Listen to "Yashodara" by Rev. Heng Sure and friends from the 2007 album Paramita: American Buddhist Folk Songs:

"Yashodara" is also a really lovely song, though in a completely different vein. Even if 1960s folk music is not really your style, give it a listen because it will probably win you over with the rich picking and strumming of the two guitars and reedy, well-enunciated singing, musically inspired by the late balladeer Josh White. A jazzy violin played by Brian Godchaux slides into the second chorus to add color and some musical mischief to what is, in essence, a heartbreaking story about a young man leaving his beloved wife and child. I love the construction of these lyrics, even if I do not necessarily agree with Rev. Heng Sure's imagined framing of Prince Siddhartha's departure from his household. Rev. Heng Sure uses the verses to provide a simple narration of Prince Siddhartha's life around age 29: royal, married, a father, sheltered and yet deeply dissatisfied. The chorus is then punctuated by the calling of his wife's name, Yasodhara, and Prince Siddhartha's first-person musings that already bear the imprint of what would become part of Buddhist thought: an emphasis on impermanence, the dangers of the various forms of attachment, and renunciation.
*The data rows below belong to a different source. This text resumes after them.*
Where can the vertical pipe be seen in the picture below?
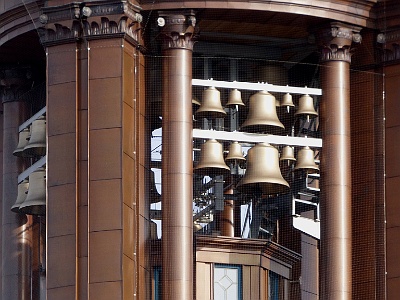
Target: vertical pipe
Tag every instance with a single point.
(336, 264)
(177, 225)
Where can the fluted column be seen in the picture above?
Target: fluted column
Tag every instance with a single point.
(177, 169)
(336, 264)
(16, 228)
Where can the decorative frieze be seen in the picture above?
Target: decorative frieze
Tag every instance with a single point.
(336, 41)
(178, 29)
(90, 20)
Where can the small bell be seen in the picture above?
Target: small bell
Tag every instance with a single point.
(305, 160)
(22, 142)
(262, 116)
(235, 154)
(211, 161)
(35, 202)
(211, 107)
(22, 193)
(235, 98)
(287, 102)
(287, 154)
(263, 175)
(306, 107)
(37, 143)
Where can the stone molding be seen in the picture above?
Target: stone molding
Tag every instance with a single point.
(90, 20)
(389, 45)
(14, 83)
(337, 40)
(178, 29)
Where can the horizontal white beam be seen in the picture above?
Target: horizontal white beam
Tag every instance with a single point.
(31, 119)
(257, 87)
(255, 138)
(40, 163)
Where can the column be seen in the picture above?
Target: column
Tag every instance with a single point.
(177, 169)
(16, 228)
(98, 208)
(336, 227)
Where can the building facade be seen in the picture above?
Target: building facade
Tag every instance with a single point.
(200, 149)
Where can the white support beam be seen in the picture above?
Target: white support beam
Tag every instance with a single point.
(257, 87)
(255, 138)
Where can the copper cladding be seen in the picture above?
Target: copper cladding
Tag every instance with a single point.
(263, 174)
(262, 116)
(336, 240)
(177, 182)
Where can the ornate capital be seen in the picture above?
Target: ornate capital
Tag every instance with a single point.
(336, 41)
(14, 83)
(389, 45)
(178, 29)
(90, 20)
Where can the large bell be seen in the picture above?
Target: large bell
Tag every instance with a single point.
(211, 161)
(235, 98)
(263, 175)
(37, 143)
(22, 142)
(306, 107)
(211, 107)
(305, 160)
(262, 117)
(287, 154)
(21, 197)
(235, 154)
(35, 202)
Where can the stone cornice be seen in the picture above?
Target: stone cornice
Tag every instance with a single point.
(389, 45)
(90, 20)
(14, 83)
(178, 29)
(336, 41)
(358, 12)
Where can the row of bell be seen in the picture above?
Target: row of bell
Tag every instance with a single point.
(32, 140)
(262, 116)
(31, 199)
(262, 167)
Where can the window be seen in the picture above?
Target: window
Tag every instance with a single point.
(227, 282)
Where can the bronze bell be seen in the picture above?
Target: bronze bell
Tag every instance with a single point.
(37, 143)
(262, 116)
(306, 107)
(22, 193)
(287, 101)
(235, 98)
(305, 160)
(263, 175)
(287, 154)
(35, 202)
(22, 142)
(235, 154)
(211, 107)
(211, 161)
(154, 194)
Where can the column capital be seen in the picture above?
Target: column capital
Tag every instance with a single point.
(14, 83)
(178, 29)
(389, 45)
(90, 20)
(336, 40)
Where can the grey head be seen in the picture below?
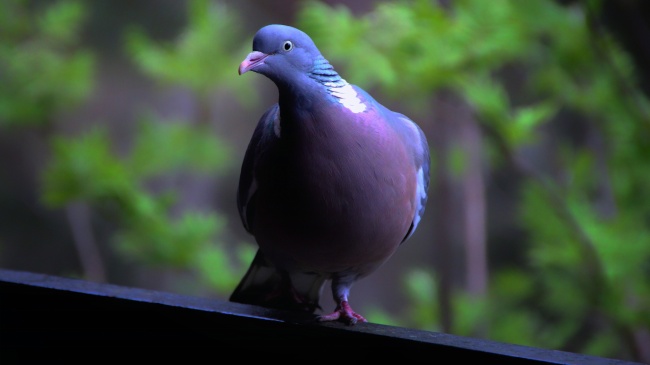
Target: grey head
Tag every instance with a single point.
(281, 53)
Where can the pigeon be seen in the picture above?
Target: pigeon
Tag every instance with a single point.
(331, 184)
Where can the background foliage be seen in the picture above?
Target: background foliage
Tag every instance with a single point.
(554, 96)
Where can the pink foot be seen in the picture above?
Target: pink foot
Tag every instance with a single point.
(343, 313)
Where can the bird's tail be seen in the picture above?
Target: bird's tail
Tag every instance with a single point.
(267, 286)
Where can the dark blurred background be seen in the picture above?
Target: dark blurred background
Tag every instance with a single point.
(123, 125)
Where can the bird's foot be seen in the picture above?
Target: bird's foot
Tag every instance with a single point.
(343, 313)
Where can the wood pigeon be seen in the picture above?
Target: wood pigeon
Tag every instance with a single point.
(331, 184)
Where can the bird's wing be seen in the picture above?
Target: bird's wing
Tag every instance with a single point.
(416, 142)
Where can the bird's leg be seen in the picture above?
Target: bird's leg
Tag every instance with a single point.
(343, 311)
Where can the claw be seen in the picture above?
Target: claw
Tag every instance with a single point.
(343, 313)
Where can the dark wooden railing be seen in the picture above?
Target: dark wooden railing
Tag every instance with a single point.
(48, 319)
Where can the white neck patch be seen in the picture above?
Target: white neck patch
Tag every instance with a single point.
(346, 95)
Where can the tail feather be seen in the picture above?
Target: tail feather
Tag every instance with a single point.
(266, 286)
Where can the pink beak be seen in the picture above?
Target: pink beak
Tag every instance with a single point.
(251, 61)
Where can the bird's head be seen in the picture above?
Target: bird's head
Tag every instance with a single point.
(280, 50)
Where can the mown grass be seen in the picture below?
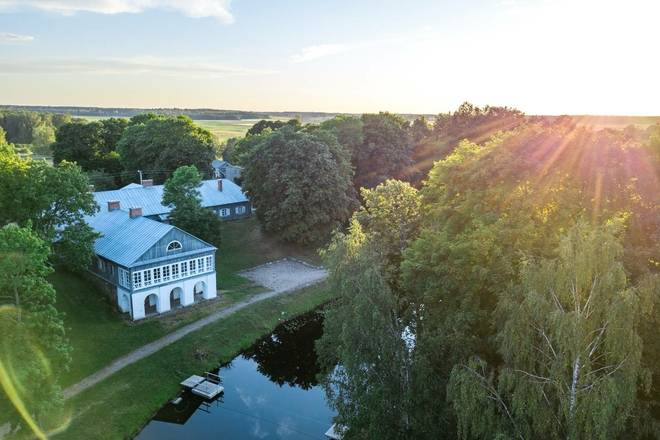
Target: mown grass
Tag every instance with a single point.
(118, 407)
(99, 334)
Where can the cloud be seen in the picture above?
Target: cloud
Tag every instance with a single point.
(8, 38)
(314, 52)
(219, 9)
(310, 53)
(122, 66)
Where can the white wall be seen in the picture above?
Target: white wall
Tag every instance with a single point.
(163, 294)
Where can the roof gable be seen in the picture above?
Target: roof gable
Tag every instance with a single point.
(150, 198)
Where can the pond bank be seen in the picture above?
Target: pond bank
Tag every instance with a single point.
(119, 406)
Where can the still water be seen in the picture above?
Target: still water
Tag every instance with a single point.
(270, 393)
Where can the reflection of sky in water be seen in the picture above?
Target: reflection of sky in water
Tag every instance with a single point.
(253, 406)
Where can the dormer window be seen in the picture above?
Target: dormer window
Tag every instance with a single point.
(174, 246)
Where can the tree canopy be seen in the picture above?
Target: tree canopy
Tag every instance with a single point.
(181, 191)
(162, 144)
(51, 200)
(300, 184)
(504, 227)
(34, 350)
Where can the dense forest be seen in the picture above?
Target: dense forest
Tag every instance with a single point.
(498, 280)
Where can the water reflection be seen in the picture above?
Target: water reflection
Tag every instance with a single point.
(270, 393)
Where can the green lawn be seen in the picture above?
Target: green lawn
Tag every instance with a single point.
(118, 407)
(100, 334)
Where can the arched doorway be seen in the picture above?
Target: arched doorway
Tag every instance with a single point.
(175, 297)
(123, 303)
(199, 290)
(151, 304)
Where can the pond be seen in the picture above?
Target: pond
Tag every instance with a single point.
(270, 393)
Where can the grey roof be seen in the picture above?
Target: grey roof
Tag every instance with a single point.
(124, 239)
(149, 198)
(131, 185)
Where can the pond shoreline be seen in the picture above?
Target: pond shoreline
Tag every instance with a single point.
(156, 378)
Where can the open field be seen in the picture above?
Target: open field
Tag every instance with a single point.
(222, 129)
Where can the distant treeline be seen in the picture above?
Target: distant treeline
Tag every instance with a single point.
(130, 112)
(197, 113)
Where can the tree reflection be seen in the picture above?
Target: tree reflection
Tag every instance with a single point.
(287, 356)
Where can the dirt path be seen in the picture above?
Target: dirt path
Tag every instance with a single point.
(297, 275)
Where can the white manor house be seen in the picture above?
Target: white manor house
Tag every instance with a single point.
(153, 267)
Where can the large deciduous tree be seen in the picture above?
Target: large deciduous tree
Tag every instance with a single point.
(570, 349)
(385, 151)
(33, 350)
(162, 144)
(300, 184)
(91, 145)
(182, 192)
(370, 330)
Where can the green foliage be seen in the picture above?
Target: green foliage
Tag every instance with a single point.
(369, 329)
(181, 191)
(52, 200)
(300, 184)
(237, 151)
(91, 145)
(348, 130)
(164, 144)
(420, 129)
(469, 120)
(42, 136)
(385, 151)
(34, 350)
(569, 346)
(182, 187)
(372, 387)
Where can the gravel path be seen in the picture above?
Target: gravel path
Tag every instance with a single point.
(283, 276)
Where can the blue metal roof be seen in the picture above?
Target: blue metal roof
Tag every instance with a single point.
(124, 239)
(149, 198)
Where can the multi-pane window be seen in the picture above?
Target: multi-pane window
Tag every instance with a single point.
(123, 278)
(170, 272)
(147, 277)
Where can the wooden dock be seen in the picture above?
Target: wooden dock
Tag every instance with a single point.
(335, 432)
(207, 387)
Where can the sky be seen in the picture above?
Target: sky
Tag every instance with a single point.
(353, 56)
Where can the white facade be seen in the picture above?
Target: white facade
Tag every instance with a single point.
(160, 298)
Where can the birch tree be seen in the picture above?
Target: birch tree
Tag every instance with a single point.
(569, 345)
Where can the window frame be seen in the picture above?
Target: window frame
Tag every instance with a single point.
(171, 243)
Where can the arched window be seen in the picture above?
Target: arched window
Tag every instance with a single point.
(174, 246)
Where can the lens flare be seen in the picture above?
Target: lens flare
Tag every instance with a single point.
(15, 352)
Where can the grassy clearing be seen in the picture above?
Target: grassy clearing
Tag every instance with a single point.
(99, 333)
(118, 407)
Yashodara, Look out where life leads;

Yashodara, I'm gonna try to get free.

Yashodara, Death is haunting me;

Yashodara, love won't set us free.

Yashodhara, I couldn't love you more;

Yashodara, That's why I'm walkin' out that door.

Since the story of Prince Siddhartha slipping out at night while his queen, son and court slept can particularly strike the nerves of abandonment and even misogyny, I find it interesting that Rev. Heng Sure lyrically chooses to frame it as a choice the Prince made out of love for his wife. Much later, once the monastic order had been established and ordination of women approved (through the intervention of the Buddha's cousin Ananda), it is said that the Buddha did indeed ordain his former wife. But of her life in those intervening years we know nothing. I appreciate the idea that love for Yashodhara might have prompted Prince Siddhartha to pursue the life of a religious mendicant (in order, eventually, to escape the cycle of rebirth and death), but I would also be interested in pressuring how his departure was understood -- or misunderstood -- by those whom he left. A very thoughtful, provocative song!